Dedekind et l'arithmétique des non-nombres

Disons-le, Dedekind était un savant allemand bien sympathique, contrairement à Cantor, indélicat, à Gödel, irréductible certes, mais plus ou moins fou: sans qu'on puisse le comparer à Russell, Dedekind refusa de prêter allégeance au Kaiser en 1914.

Bref, sa pensée mathématique n'était pas un délire, encore moins une imposture... Et on ne saurait la réduire à la définition du nombre rationnel comme coupure!

 

Dedekind, d'une part, dépouille le nombre naturel de sa chair et le réduit à son fantôme logique. Un objet qui n'est pas un nombre en est un, ou joue son rôle. Le nombre est en soi ordre logique, émanation de l'esprit humain.

D'autre part il s'attaque au pseudo-nombre idéal construit pour les besoins de la cause, à savoir décomposer les nombres entiers algébriques sur le modèle des nombres rationnels. Ainsi l'on étend aux nombres algébriques la notion de nombre premier, mais par un artifice qui évoque l'invention des nombres imaginaires, ou plus simplement des nombres négatifs.

Selon Dedekind, le nombre idéal n'est pas un vrai nombre, mais un ensemble de nombres: il ne comprend plus par sa propre notion d'idéal un facteur p, existant ou fictif, comme le faisait Ernst Eduard Kummer, mais l'ensemble des nombres divisibles, effectivement ou fictivement, par ce facteur p. 

On peut cependant le traiter exactement comme un nombre, au point de vue des opérations arithmétiques, et tout singulièrement de la divisibilité, si importante aux yeux des mathématiciens du XIXeme siècle.

A noter que Dedekind est étranger au structuralisme, sinon par une illusion rétrospective du vrai.

Reste à savoir si tout nombre ne peut pas être considéré comme un ensemble, et un ordre.

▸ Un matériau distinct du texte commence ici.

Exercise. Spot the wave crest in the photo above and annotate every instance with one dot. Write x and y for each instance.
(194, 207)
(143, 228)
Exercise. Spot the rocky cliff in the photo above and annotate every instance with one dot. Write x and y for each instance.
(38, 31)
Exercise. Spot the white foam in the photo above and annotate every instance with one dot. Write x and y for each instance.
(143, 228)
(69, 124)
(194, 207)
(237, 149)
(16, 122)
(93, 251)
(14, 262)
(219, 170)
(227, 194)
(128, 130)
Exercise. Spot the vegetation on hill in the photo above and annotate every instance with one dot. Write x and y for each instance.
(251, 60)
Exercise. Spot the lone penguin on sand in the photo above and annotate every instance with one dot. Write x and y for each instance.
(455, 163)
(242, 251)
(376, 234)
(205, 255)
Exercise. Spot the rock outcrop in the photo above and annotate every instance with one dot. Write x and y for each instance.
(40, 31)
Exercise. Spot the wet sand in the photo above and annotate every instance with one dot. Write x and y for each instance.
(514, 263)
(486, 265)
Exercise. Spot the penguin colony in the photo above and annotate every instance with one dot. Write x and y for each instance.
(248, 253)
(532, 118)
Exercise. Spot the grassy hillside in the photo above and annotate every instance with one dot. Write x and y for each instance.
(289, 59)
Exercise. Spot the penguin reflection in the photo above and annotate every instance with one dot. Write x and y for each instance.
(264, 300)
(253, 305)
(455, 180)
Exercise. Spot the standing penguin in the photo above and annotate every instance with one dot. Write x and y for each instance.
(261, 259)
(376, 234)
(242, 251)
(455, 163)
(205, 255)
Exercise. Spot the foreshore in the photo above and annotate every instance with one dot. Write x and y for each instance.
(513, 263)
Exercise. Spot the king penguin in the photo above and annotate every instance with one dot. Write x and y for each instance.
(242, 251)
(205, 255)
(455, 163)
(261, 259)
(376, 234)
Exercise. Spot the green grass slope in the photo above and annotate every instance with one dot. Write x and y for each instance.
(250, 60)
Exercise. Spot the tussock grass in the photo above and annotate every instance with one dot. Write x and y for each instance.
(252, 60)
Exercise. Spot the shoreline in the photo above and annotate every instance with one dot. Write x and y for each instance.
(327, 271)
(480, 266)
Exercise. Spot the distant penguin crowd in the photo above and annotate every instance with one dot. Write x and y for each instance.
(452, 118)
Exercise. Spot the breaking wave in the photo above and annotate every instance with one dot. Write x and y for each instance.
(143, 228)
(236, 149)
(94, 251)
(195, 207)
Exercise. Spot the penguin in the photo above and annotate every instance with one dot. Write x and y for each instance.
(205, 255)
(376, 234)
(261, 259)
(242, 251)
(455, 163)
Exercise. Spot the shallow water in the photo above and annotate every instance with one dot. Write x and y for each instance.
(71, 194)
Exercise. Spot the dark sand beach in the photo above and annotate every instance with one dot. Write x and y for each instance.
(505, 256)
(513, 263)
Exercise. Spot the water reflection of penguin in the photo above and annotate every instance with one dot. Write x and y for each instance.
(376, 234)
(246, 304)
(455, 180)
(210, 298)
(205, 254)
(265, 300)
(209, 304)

Ne serait pas nombre ce qui n'est pas ensemble, ou bien étranger à l'ordre...

Ainsi Dedekind entend se passer des calculs, leur substituer des raisonnements conceptuels moins fastidieux, et peuple pourtant notre monde de nombres, ou pseudo-nombres, nouveaux, des espèces d'oiseaux inconnues, et qui pourtant ont presque les moeurs opératoires des espèces mieux connues, nos chers nombres naturels, avec leur bouille familière, qui recouvre leurs profonds mystères ésotériques.

Chair et ombre des nombres...

"Car de tout temps, dit le musicien, Orphée, mon coeur amoureux fut l'abri le piège et la prison de ces grands oiseaux si pleins de notre ombre, les nombres."

Dedekind, l'arithméticien-poète, écrit qu'il est toujours beau de voir le monde abstrait de l'algèbre s'élever soudain, par magie, à la vie des nombres. Alors, on voudrait rester toujours dans la lumière de ce soleil, et non descendre dans l'Hadès, car avec l'habitude l'obscurité nocturne des nombres complexes est devenue lumière solaire...

Cet Hadès, peuplé de fantômes, c'est l'algèbre formelle, aveugle, par opposition à l'arithmétique, vie et soleil.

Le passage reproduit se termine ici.